Eski CEO Looney’nin temiz enerji yatırımları da BP’nin finansal durumunu zorladı. Looney, düşük maliyetli temiz enerjiye geçişin ekonomik olacağı yanılgısıyla hareket etti. RBC analisti Biraj Borkhataria, BP’nin nakit üreten varlıklarını satarak düşük getirili enerji projelerine yatırım yaptığını ve bunun ciddi değer kaybına yol açtığını söylüyor. Örnekler arasında ABD’de biyogaz üreticisi Archaea’ya 3,3 milyar dolar yatırım ve aynı dönemde 800 milyon dolarlık borcun devralınması, rüzgar ve güneş projeleri ile Brezilya biyoyakıt girişimi Bioenergia’nın tam kontrolünün alınması yer alıyor. Bu yatırımlar kısa sürede değer kaybına uğradı; örneğin, ABD’deki rüzgar projelerinin değeri 2024’te 1,1 milyar dolar düşürüldü.

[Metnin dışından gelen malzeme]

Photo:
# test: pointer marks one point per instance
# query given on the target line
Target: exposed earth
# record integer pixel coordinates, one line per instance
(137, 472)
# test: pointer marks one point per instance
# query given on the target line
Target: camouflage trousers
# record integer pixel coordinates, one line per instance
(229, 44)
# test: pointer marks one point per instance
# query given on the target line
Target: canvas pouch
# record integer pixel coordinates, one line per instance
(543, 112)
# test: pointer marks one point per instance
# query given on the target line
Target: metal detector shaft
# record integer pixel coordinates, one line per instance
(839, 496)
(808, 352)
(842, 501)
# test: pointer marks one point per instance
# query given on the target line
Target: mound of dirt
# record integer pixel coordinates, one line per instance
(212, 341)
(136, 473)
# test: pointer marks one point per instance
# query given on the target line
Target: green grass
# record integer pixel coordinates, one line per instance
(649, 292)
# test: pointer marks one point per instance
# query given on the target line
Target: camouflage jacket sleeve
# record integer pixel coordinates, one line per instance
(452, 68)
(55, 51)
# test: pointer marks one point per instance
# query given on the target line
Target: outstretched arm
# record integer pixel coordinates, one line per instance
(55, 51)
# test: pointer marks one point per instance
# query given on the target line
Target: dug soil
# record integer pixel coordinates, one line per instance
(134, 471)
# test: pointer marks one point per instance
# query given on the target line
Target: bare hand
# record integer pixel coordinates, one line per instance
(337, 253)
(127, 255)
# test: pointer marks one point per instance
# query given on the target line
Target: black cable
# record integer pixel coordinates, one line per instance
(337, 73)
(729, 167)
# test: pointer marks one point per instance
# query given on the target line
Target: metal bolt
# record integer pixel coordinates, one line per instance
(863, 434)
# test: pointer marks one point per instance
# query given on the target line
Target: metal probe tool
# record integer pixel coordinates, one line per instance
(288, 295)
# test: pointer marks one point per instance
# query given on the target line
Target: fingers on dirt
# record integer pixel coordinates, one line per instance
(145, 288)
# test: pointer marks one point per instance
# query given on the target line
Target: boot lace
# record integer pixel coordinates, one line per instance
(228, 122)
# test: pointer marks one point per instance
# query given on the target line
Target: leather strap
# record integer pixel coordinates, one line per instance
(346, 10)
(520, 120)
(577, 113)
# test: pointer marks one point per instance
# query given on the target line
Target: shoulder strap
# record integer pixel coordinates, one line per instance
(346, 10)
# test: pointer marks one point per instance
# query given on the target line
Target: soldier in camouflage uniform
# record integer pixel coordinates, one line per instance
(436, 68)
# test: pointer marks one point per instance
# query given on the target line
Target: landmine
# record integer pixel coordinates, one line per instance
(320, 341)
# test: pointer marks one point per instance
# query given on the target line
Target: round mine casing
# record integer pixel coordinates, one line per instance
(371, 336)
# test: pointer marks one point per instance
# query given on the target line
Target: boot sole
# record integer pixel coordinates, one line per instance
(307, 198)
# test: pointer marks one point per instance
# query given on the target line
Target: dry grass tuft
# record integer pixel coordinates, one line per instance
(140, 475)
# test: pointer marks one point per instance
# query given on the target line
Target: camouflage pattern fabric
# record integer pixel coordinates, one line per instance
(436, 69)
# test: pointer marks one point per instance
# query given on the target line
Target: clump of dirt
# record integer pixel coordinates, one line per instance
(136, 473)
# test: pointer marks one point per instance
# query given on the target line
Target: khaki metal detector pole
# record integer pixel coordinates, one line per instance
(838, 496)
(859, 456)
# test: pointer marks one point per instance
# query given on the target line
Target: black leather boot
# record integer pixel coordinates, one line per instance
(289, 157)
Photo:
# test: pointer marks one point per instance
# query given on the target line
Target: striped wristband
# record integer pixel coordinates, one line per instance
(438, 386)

Auchincloss, borç azaltmak için 2027’ye kadar 20 milyar dolarlık varlık satışı hedefliyor. Ancak uzmanlar, bu hedefin iyimser olduğunu düşünüyor. Özellikle motor yağı birimi Castrol için beklenen 10 milyar dolarlık satış fiyatı gerçekçi bulunmuyor; piyasa bunun 6–7 milyar dolar civarında olabileceğini öngörüyor. Shell’in olası devralma hamlesi ise BP’nin yüksek borç yükü nedeniyle düşük ihtimal olarak değerlendiriliyor.
BP, yatırımcı geri dönüşlerini de kısmak zorunda kaldı. Yılın ilk çeyreğinde hisse geri alımı 1,75 milyar dolardan 750 milyon dolara düşürüldü. Auchincloss’un belirlediği 70 dolar varil fiyatıyla Brent Crude’un 64 dolarda seyretmesi, yatırımcı getirisinin daha da sınırlanacağı anlamına geliyor. Wall Street’in sert aktivist yatırımcılarından Elliott Management’ın baskısı, CEO’nun hareket alanını kısıtlıyor. Yeni yönetim kurulu başkanı Albert Manifold’un gelişi kısa vadeli bir rahatlama sağlasa da uzun vadeli çözüm olarak görülmüyor.